What Is the Average Credit Score for Americans?

The average credit score in the United States is 715, based on FICO data from February 2025. That places the typical American squarely in the “good” credit range (670 to 739 on the FICO scale), though scores vary significantly by age and geography. Experian’s year-end review noted the national average dipped slightly to 713 by the end of 2025, a small decline from record highs driven by rising costs and economic uncertainty.

What “Average” Looks Like in Practice

FICO scores run from 300 to 850, and lenders generally group them into tiers: poor (300 to 579), fair (580 to 669), good (670 to 739), very good (740 to 799), and exceptional (800 to 850). A score of 713 to 715 sits in the upper half of the “good” range. That’s high enough to qualify for most credit cards, auto loans, and mortgages, though you won’t get the very best interest rates lenders reserve for borrowers in the “very good” and “exceptional” tiers.

FICO models are used in roughly 90% of U.S. lending decisions. VantageScore, the other major scoring model, uses the same 300-to-850 range but weighs factors slightly differently. The two models typically produce scores within a few points of each other for most consumers, so the national averages track closely.

Average Scores by Generation

Credit scores rise with age, largely because older consumers have longer credit histories and more established payment track records. VantageScore 3.0 data from early 2026 shows a clear staircase pattern across generations:

  • Gen Z (born 1997 and later): 668
  • Millennials (1981 to 1996): 679
  • Gen X (1965 to 1980): 702
  • Baby Boomers (1946 to 1964): 743
  • Silent Generation (1928 to 1945): 750

The gap between the youngest and oldest groups is 82 points. If you’re in your twenties with a score in the upper 600s, you’re right at the generational average. A big reason younger borrowers score lower is simply time: the length of your credit history accounts for a meaningful chunk of your score, and there’s no shortcut for that. Payment history, which matters even more, also tends to improve as people settle into predictable income and spending patterns.

How Scores Vary by State

Geography matters more than you might expect. Based on 2024 Experian data, the highest average FICO score by state is 742, while the lowest is 680. That 62-point spread is enough to push someone from “good” into “very good” territory or, at the low end, from “good” down toward the boundary of “fair.” Scores tend to be higher in the Upper Midwest and New England and lower across parts of the South and Southwest. Local economic conditions, cost of living, and median incomes all play a role in these regional patterns.

Why the Average Recently Dipped

The national average FICO score hit a record high of 715 in 2023 and held there into early 2025 before slipping to 713 by year’s end. The decline is modest, just two points, but it reversed a steady upward trend that had been running for years. Experian pointed to several factors: persistent inflation that raised the cost of everyday purchases, elevated interest rates that made carrying debt more expensive, and broader economic uncertainty that weighed on consumer finances. When more people miss payments or carry higher credit card balances relative to their limits, the national average nudges downward.

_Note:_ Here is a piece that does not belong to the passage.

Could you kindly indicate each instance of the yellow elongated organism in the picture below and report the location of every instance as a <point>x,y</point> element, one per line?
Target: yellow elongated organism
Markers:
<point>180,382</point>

What Your Score Means for Borrowing Costs

The practical impact of a credit score shows up most clearly in interest rates. Using mortgage rate data from the Consumer Financial Protection Bureau (reflecting April 2025 offers), a borrower with a 700 score could see rates ranging from about 5.875% to 8.125%. A borrower with a 625 score, shopping for the same type of loan, faced offers from 6.125% to 8.875%.

That difference may look small in percentage terms, but it compounds over the life of a loan. On a $300,000, 30-year mortgage, even a quarter-point rate difference translates to roughly $50 more per month, or about $18,000 over the full loan term. The pattern holds for auto loans and credit cards too: every tier you move up on the credit score ladder typically unlocks lower rates and better terms.

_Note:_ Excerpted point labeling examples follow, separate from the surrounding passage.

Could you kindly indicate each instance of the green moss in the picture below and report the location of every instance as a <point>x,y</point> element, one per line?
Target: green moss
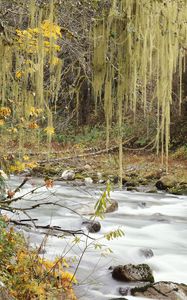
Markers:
<point>140,289</point>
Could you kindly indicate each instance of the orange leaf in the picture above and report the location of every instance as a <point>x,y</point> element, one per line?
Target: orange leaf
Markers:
<point>10,194</point>
<point>49,183</point>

How Your Score Is Calculated

Five factors drive your FICO score, each carrying a different weight. Payment history is the single biggest factor, accounting for about 35% of your score. Paying every bill on time, even minimums, is the most reliable way to build and protect your credit. Amounts owed relative to your available credit (often called credit utilization) makes up about 30%. Keeping your balances below 30% of your total credit limits helps, and below 10% is even better. Length of credit history contributes around 15%, which is why closing your oldest credit card can actually hurt your score. The remaining 20% is split between your credit mix (having a variety of account types like a credit card and an installment loan) and new credit inquiries (applying for several accounts in a short period can ding your score temporarily).

If your score is below the national average and you want to move it up, the highest-impact moves are making on-time payments consistently and paying down credit card balances. Those two levers alone control roughly two-thirds of your score. Most positive changes show up within one to two billing cycles after the behavior shifts, though building a longer credit history simply takes time.